Le vendredi 18 juillet 2008 est une date qui restera gravée dans les mémoires à Ségou, tant la sentence prononcée par la Cour d’Assises de Bamako en transport à Ségou (3é session ordinaire du 7 au 17 juillet 2008) a semé la terreur chez les parents, alliés et proches de Mamadou Diawara, ancien Président Directeur Général de Banque de l’Habitat du Mali (BHM) et de Ismaïla Haïdara, PDG de West African Investment Com-pany (WAIC).

Il est reproché aux accusés Mamadou Baba Diawara et Ismaïla Haïdara le détournement de 6 213 683 091 F Cfa. Mamadou Diawara, Président Directeur Général de Banque de l’Habitat du Mali (BHM) à l’époque, est accusé d’avoir accordé à la société anonyme WAIC, en violation de la procédure en la matière d’octroi de crédits, des sommes d’argent provenant de la banque, d’un montant total de la somme susmentionnée.
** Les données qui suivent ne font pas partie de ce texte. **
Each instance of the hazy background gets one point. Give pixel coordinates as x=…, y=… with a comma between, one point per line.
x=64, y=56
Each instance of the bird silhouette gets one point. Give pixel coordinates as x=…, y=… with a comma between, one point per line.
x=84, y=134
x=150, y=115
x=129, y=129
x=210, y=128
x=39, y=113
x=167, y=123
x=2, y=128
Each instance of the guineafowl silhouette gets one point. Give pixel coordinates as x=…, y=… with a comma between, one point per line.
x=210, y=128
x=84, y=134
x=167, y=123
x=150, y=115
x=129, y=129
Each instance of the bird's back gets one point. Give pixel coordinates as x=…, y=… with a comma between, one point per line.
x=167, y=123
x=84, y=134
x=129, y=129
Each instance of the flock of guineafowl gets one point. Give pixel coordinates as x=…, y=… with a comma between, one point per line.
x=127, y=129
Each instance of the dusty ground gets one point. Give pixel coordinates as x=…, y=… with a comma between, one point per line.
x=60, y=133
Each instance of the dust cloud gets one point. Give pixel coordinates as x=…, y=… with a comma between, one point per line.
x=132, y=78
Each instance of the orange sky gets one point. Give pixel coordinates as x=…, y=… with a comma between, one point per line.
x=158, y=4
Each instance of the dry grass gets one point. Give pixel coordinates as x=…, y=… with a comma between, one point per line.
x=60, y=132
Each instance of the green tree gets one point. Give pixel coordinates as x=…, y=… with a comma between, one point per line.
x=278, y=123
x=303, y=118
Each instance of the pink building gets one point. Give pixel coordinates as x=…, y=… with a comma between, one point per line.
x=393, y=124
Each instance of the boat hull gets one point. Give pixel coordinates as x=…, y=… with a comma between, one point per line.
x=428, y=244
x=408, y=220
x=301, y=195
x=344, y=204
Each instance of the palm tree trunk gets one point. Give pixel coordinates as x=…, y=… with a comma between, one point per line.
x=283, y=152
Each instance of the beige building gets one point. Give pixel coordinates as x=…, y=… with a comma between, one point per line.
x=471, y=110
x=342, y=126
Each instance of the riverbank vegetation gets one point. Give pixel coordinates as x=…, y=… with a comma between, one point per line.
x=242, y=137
Tandis que Ismaïla Haïdara, PDG de West African Investment Company (WAIC) est accusé de s’être rendu complice d’atteintes aux biens publics.

Le premier a été condamné à la réclusion à perpétuité, le second à 15 ans de réclusion et à 500 000 Francs d’amende chacun.

En matière civile, ils ont été condamnés à verser à la Banque de l’Habitat du Mali (BHM), la somme de 6 213 683 091 F Cfa au principal et 700 millions à titre de dommages et intérêts.

Cette condamnation, qui a comblé les attentes de la partie civile et du parquet, a été jugée particulièrement lourde par la défense et la douleur était grande face à ce coup dur de la justice qui a frappé de toutes ses forces en n’accordant aucune circonstance atténuante.

Aussitôt Me Mamadou Gakou, le doyens des avocats de la défense a formulé un pourvoi en cassation auprès de la Cour Suprême du Mali. «Je développerai avec mes autres confrères de la défense les arguments tendant à casser cette décision très sévère afin qu’elle soit reprise par une autre Cour d’Assises », nous a confié Me Mamadou Gakou.

La loi donne aux condamnés en assises la possibilité de se pourvoir en cassation dans les trois jours qui suivent la condamnation. Toutes choses que les avocats de la défense, qui ont défendu avec détermination leurs clients, ne se priveront pas de faire.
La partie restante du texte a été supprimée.